Confidential Broker Opinion of Value & Marketing Proposal
Ian, thank you for the opportunity to be considered. Your stated priorities, drawn from our conversation, shape the recommendation that follows: speed to a clean close, a fully covered 1031 exchange, and senior-level execution from the broker you hire.
The LAAA Team focuses exclusively on Los Angeles apartment buildings, concentrated in the A-level Westside cities of West Hollywood, Beverly Hills, and Santa Monica. This document is structured as a professional broker opinion of value. It covers the engagement team and our recent closings in this submarket, our reading of the West Hollywood market today, the marketing process we would run, the most relevant recent sale and rent comparables, a full financial analysis of the building, and a pricing recommendation. The valuation appears at the end, supported by the evidence that precedes it.
Glen and Filip personally run this engagement end to end. There is no associate hand-off. The two founding partners of the LAAA Team carry a combined 26 years in the business, supported by a team of ten on every listing.
Transaction volume in this size range is the most relevant qualification for pricing and selling an asset like 613 Westbourne. The figures below reflect the firm-wide career record of the LAAA Team. The submarket detail that follows shows where that volume is concentrated.
The team's work is concentrated in the prime, supply-constrained Westside cities most relevant to 613 Westbourne, West Hollywood, the Fairfax–Melrose corridor, Beverly Hills, Santa Monica, and the wider West LA / Brentwood / Westwood market.

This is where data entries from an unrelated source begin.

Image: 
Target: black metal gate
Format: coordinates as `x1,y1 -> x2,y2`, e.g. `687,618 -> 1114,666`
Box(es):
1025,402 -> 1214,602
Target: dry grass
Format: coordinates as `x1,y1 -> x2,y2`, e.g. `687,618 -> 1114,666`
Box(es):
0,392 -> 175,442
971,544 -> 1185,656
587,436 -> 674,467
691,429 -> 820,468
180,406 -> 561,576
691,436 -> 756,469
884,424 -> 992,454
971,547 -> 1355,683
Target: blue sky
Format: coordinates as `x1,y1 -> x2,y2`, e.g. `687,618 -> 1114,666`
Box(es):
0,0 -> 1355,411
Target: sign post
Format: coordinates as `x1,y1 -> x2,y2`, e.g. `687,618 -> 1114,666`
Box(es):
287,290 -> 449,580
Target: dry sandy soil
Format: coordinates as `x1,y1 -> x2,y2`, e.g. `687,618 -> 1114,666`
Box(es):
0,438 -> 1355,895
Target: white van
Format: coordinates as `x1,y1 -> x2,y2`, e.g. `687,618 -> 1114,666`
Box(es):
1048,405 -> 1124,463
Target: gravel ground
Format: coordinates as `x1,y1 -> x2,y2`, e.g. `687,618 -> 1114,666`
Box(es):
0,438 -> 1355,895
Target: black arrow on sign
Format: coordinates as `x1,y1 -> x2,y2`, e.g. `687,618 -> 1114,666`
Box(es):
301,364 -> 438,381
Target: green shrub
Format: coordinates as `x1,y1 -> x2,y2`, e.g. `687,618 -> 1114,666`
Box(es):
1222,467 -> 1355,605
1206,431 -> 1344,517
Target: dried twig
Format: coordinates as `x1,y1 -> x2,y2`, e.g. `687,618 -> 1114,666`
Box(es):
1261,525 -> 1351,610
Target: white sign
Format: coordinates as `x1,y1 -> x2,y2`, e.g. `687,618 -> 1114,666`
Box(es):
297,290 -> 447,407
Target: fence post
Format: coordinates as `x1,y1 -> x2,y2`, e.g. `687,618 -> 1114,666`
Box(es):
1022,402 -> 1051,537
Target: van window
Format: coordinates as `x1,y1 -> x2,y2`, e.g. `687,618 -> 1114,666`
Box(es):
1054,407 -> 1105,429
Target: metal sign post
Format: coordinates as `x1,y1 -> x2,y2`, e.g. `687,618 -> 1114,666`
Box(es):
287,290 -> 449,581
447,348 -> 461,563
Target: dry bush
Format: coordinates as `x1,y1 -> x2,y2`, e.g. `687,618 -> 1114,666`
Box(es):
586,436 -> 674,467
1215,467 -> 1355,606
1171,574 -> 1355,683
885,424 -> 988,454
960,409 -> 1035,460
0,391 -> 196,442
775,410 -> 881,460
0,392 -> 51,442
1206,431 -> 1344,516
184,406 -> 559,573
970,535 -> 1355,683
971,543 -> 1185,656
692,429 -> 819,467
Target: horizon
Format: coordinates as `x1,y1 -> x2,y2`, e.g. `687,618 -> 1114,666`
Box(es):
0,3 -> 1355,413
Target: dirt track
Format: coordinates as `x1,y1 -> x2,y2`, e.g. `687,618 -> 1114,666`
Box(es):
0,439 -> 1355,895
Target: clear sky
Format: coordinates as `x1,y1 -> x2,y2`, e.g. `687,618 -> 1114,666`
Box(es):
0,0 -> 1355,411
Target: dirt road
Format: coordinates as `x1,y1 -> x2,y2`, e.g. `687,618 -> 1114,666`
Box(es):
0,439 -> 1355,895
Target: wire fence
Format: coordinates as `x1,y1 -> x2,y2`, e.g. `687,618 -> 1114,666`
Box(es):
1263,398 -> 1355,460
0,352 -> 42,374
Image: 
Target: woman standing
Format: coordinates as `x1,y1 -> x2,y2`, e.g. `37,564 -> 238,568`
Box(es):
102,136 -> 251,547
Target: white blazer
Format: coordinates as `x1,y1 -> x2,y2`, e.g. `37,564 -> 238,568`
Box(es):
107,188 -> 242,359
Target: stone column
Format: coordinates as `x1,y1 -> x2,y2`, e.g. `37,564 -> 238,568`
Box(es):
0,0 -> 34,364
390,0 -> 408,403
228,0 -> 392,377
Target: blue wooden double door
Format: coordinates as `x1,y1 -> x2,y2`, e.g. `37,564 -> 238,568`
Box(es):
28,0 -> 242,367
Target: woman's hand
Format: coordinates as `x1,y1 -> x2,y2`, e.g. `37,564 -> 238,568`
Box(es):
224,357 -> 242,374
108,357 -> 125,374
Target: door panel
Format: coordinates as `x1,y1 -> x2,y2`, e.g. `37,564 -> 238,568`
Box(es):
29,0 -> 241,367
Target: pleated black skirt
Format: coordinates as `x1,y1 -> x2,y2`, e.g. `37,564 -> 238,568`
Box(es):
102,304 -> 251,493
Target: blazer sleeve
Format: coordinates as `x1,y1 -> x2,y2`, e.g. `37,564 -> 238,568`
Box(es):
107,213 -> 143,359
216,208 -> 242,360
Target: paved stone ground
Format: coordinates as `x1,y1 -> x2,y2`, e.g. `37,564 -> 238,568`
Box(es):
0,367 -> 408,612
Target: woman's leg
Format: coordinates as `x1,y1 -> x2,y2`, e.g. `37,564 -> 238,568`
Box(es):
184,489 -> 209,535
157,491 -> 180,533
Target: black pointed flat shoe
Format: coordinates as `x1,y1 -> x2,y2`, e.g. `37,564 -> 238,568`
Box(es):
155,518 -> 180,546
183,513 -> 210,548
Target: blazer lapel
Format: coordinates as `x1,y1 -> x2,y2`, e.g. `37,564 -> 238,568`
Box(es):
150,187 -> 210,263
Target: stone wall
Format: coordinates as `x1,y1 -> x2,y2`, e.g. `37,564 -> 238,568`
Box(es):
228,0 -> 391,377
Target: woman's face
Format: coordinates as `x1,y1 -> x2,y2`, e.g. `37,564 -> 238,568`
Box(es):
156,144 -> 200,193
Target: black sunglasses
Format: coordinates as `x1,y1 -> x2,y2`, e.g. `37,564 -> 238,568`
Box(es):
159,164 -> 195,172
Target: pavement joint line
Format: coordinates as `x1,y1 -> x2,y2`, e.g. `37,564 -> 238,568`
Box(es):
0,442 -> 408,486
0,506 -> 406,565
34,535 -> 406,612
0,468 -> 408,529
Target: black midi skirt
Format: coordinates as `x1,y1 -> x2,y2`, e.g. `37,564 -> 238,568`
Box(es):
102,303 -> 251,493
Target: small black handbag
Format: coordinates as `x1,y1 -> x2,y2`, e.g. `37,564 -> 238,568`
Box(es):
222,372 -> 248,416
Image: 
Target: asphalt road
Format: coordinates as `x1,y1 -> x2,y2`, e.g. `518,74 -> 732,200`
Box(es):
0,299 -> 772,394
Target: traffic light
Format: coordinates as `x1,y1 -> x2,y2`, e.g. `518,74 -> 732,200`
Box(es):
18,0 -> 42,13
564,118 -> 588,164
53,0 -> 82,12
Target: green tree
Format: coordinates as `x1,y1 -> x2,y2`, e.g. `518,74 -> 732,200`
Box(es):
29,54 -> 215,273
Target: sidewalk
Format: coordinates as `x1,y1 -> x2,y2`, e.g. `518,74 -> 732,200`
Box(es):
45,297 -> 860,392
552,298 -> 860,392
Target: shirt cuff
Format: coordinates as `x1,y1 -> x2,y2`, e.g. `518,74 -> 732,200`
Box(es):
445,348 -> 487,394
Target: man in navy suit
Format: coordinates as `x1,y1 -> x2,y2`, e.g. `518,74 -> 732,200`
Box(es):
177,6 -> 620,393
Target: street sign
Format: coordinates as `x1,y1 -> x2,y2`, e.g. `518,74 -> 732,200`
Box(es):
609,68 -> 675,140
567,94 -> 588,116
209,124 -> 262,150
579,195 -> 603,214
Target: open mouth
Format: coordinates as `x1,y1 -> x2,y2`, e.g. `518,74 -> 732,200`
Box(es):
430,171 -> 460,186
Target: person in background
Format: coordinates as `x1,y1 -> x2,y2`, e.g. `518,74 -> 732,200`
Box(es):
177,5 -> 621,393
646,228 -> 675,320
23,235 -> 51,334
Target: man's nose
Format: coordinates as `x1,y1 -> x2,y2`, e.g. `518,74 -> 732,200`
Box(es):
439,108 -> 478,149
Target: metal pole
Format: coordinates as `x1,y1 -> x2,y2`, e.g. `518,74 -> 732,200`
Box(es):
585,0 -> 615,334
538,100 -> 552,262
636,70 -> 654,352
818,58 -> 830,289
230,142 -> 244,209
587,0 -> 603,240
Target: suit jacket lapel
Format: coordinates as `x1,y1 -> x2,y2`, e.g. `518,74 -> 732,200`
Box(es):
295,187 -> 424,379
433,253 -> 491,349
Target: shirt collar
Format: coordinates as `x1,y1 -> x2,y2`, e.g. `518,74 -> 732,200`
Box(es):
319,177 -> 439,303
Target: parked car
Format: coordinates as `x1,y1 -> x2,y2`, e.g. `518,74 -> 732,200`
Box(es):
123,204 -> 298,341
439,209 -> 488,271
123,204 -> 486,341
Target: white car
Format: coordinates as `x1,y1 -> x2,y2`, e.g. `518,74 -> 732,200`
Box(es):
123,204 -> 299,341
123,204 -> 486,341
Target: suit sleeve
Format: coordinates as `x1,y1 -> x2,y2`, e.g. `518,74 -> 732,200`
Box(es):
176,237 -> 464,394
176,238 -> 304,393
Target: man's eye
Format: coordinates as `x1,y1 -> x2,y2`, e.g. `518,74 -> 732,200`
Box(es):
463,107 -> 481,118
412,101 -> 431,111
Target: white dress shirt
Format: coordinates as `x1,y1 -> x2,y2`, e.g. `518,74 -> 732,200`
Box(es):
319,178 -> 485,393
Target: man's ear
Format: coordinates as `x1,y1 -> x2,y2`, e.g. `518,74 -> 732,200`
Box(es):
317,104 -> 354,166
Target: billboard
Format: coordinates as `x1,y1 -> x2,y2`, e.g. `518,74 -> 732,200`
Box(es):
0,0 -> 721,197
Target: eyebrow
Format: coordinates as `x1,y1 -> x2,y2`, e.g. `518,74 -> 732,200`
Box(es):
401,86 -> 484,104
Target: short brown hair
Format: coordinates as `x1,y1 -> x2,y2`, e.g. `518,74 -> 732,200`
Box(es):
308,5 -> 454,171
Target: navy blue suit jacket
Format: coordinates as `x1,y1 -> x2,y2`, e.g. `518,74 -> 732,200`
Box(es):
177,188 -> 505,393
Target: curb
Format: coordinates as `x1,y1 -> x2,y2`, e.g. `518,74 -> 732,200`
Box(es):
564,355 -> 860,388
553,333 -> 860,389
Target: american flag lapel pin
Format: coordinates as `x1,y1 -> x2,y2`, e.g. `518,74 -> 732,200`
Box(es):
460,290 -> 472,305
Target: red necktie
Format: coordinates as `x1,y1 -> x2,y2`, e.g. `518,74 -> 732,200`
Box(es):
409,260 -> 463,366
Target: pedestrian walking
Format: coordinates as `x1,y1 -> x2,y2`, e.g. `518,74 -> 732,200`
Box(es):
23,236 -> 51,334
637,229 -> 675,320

Across these submarkets the team has closed:
Each pin is an apartment building the team has closed across the prime Westside, a single, current body of work in the supply-constrained markets that matter for 613 Westbourne.
In January 2025 the team closed 1046 N Genesee Ave in prime West Hollywood, the same block as 1036 N Genesee, which traded in April 2026 at $2.85M and is one of the most relevant comparables in this report. Recent closings within blocks of the subject reflect direct, current relationships with the buyer pool active in this submarket, rather than a database estimate.
Demand is generated through a repeatable process the team has run across more than 460 closings. The objective is competitive tension: multiple qualified buyers evaluating the asset on the same timeline, which is what supports price.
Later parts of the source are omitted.